Angeliki Asimaki, Alexandros Protonotarios, Cynthia A. James, Stephen P. Chelko, Crystal Tichnell, Brittney Murray, Adalena Tsatsopoulou, Aris Anastasakis, Anneline Te Riele, André G. Kléber, Daniel P. Judge, Hugh Calkins, Jeffrey E. Saffitz

Research output: Contribution to journalArticle

Abstract

Background-Analysis of myocardium has revealed mechanistic insights into arrhythmogenic cardiomyopathy but cardiac samples are difficult to obtain from probands and especially from family members. To identify a potential surrogate tissue, we characterized buccal mucosa cells. Methods and Results-Buccal cells from patients, mutation carriers, and controls were immunostained and analyzed in a blinded fashion. In additional studies, buccal cells were grown in vitro and incubated with SB216763. Immunoreactive signals for the desmosomal protein plakoglobin and the major cardiac gap junction protein Cx43 were markedly diminished in buccal mucosa cells from arrhythmogenic cardiomyopathy patients with known desmosomal mutations when compared with controls. Plakoglobin and Cx43 signals were also reduced in most family members who carried disease alleles but showed no evidence of heart disease. Signal for the desmosomal protein plakophilin-1 was reduced in buccal mucosa cells in patients with PKP2 mutations but not in those with mutations in other desmosomal genes. Signal for the desmosomal protein desmoplakin was reduced in buccal mucosa cells from patients with mutations in DSP, DSG2, or DSC2 but not in PKP2 or JUP. Abnormal protein distributions were reversed in cultured cells incubated with SB216763, a small molecule that rescues the disease phenotype in cardiac myocytes. Conclusions-Buccal mucosa cells from arrhythmogenic cardiomyopathy patients exhibit changes in the distribution of cell junction proteins similar to those seen in the heart. These cells may prove useful in future studies of disease mechanisms and drug screens for effective therapies in arrhythmogenic cardiomyopathy.

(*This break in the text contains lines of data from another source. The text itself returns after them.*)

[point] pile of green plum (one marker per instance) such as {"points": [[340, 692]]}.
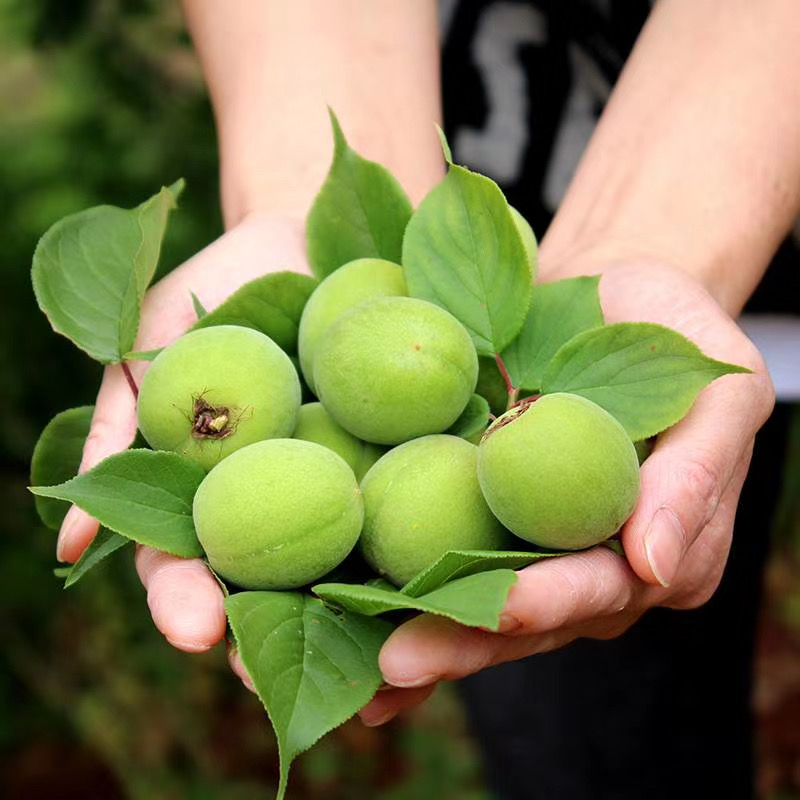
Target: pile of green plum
{"points": [[374, 464]]}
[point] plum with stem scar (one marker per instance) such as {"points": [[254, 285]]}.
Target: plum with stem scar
{"points": [[559, 471], [215, 390]]}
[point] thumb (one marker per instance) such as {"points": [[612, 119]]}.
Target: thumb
{"points": [[112, 430], [688, 473]]}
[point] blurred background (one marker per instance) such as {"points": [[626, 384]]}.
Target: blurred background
{"points": [[101, 101]]}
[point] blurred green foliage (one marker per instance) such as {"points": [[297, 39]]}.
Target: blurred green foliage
{"points": [[102, 101]]}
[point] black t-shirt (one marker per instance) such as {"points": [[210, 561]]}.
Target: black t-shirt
{"points": [[523, 85]]}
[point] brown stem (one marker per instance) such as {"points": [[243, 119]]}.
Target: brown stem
{"points": [[131, 382], [512, 392]]}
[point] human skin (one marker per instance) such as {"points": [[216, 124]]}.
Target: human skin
{"points": [[689, 184]]}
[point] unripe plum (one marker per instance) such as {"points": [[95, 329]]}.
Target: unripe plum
{"points": [[215, 390], [278, 514], [350, 285], [396, 368], [422, 499], [315, 424], [559, 472]]}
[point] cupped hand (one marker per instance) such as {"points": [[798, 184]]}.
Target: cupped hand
{"points": [[184, 598], [676, 543]]}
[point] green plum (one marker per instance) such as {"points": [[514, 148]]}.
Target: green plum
{"points": [[395, 368], [559, 471], [215, 390], [315, 424], [278, 514], [422, 499], [349, 286]]}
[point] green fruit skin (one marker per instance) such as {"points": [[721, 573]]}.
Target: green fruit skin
{"points": [[315, 424], [422, 499], [528, 238], [227, 366], [278, 514], [349, 286], [396, 368], [562, 473]]}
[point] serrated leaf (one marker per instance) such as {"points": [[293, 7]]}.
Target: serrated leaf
{"points": [[645, 375], [312, 668], [558, 311], [456, 564], [361, 211], [56, 458], [142, 355], [272, 304], [473, 419], [475, 600], [91, 270], [145, 495], [462, 251], [104, 544]]}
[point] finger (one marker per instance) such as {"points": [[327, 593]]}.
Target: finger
{"points": [[112, 430], [547, 607], [388, 703], [185, 600], [235, 660], [688, 473]]}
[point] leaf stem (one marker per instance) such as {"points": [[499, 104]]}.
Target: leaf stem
{"points": [[512, 392], [131, 382]]}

Original languageEnglish (US)
Article numbere003688
JournalCirculation: Arrhythmia and Electrophysiology
Volume9
Issue number2
DOIs
StatePublished - Feb 1 2016

Keywords

  • arrhythmogenic right ventricular cardiomyopathy
  • buccal mucosa cells
  • connexin43
  • desmosome cardiomyopathy
  • diagnosis
  • plakoglobin

ASJC Scopus subject areas

  • Cardiology and Cardiovascular Medicine
  • Physiology (medical)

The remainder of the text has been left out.